Friday, July 12, 2019

She-Wolf of London (1946)

Somewhere, I have this horror thriller from the final days of Universal's B-movie unit on DVD.  With their classic monsters pretty much played out, Universal spent the tail end of its B-movie production turning out cheaply made cod horror pictures which utilised existing sets and the studio's roster of supporting players.  Most ran around the hour mark and quite a few, like She-Wolf of London, were directed by Jean Yarbrough, a journeyman director who never gained the cult status of, say, Roy William Neill, but nonetheless turned out efficiently made programmers on limited budgets.  She-Wolf typically, for these type of films, contantly hints at the supernatural (particularly in the title), but is, in fact, a thriller with some horror overtones, rather than a full blown horror picture.

These late period Universal B pictures frequently borrowed heavily from earlier productions.  Not only does She-Wolf take half of its titke from an earlier, more prestigious, Universal production, Werewolf of London, but its plot is somewhat reminiscent of the Rathbone/Bruce Sherlock Holmes film The Scarlet Claw, (directed, incidentally, by the aforementioned Roy William Neill).  A series of 'werewolf'  murders, in which the victims' throats are torn out, are terrorising late Victorian London.  The killings centre on a park, near which lies the Allenby mansion, where young Phyllis Allenby lives with her aunt and cousin.  Allenby is engaged to solicitor Lansfield, with the spate of killings coinciding with the build up to the wedding.  Allenby fears that she may be culprit, a victim of the 'Allenby Curse' of lycanthropy.  Naturally, the culprit turns out to be the aunt, who is trying to drive Phyllis mad and prevent her marriage in order that she and her daughter would inherit the mansion.  Rather than turn into a 'wolf woman', the aunt uses a gardening implement to murder and mutilate her victims, (as did the killer in the Holmes film).

While featuring a number of atmospheric scenes and considerable suspense, She Wolf of London is ultimately a disappointment, with its non-supernatural denouement leaving the audience feeling cheated after all that build up.
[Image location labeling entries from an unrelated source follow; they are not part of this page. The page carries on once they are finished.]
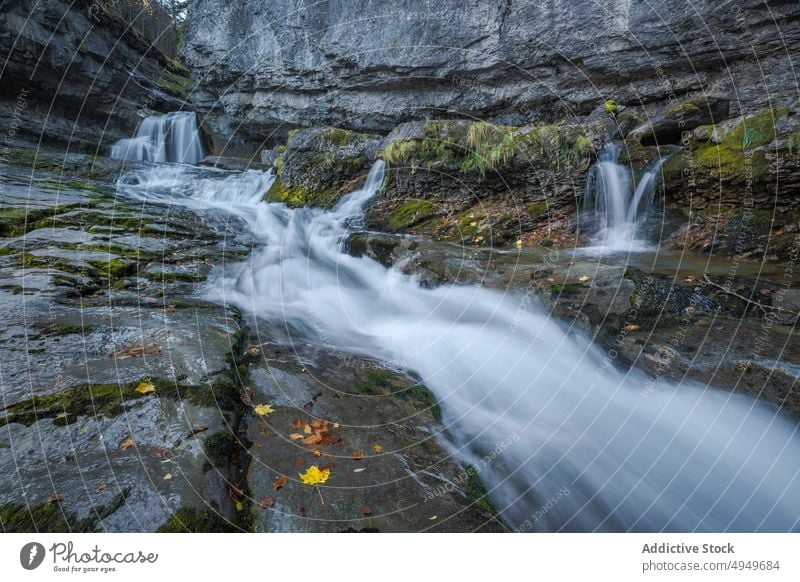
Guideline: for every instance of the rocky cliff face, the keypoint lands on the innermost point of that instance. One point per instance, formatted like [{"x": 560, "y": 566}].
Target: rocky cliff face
[
  {"x": 263, "y": 67},
  {"x": 74, "y": 73}
]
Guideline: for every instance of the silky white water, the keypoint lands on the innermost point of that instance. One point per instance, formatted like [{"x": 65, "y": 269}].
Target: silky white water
[
  {"x": 615, "y": 207},
  {"x": 593, "y": 447},
  {"x": 172, "y": 137}
]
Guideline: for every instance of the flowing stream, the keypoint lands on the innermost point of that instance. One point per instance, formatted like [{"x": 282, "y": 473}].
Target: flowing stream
[
  {"x": 615, "y": 206},
  {"x": 591, "y": 447},
  {"x": 172, "y": 137}
]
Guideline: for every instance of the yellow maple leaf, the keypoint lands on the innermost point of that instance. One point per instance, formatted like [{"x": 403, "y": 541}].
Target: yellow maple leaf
[
  {"x": 146, "y": 387},
  {"x": 313, "y": 476},
  {"x": 263, "y": 409}
]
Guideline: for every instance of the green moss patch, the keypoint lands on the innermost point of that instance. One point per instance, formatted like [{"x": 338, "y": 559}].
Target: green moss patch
[
  {"x": 188, "y": 520},
  {"x": 486, "y": 148},
  {"x": 410, "y": 213},
  {"x": 218, "y": 449},
  {"x": 43, "y": 518},
  {"x": 17, "y": 221},
  {"x": 298, "y": 196},
  {"x": 537, "y": 209},
  {"x": 477, "y": 491}
]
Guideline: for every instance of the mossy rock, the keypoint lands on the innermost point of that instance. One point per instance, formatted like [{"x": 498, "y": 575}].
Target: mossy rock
[
  {"x": 730, "y": 163},
  {"x": 689, "y": 107},
  {"x": 298, "y": 196},
  {"x": 42, "y": 518},
  {"x": 218, "y": 449},
  {"x": 478, "y": 493},
  {"x": 411, "y": 213},
  {"x": 190, "y": 520},
  {"x": 90, "y": 400},
  {"x": 483, "y": 147}
]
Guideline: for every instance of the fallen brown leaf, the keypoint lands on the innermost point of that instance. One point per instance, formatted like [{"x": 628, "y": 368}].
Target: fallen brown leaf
[{"x": 55, "y": 498}]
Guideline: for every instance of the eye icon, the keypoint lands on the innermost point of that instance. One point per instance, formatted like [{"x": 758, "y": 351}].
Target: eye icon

Even though the idea of the 'Allenby Curse' seems to borrow from the 1943 Twentieth Century Fox werewolf picture The Undying Monster, unlike that film, She-Wolf doesn't have the decency to provide even a briefly glimpsed werewolf transformation at its climax.  Still, it is a surprisingly handsome looking B-movie, benefiting from the studio production values and standing sets at Universal, (it certainly looks a lot classier than either House of Horrors or The Brute Man, which Yarbrough also directed for Universal around the same time).  It also features several familiar faces: leading lady June Lockhart would go on to be Mrs Robinson in Lost in Space, Dennis Hoey once more gets to play Inspector Lestrade in all but name and amongst the uniformed 'Bobbies' is none other than James Finlayson, one time nemesis of Laurel and Hardy ('Doooh!').  To confuse matters, during the 1990s the title was resurrected for an unconnected HTV and MCA (Universal's then parent company) co-production: the short-lived She-Wolf of London TV series, (which, to confuse matters even further, changed its title to Love and Curses part way through).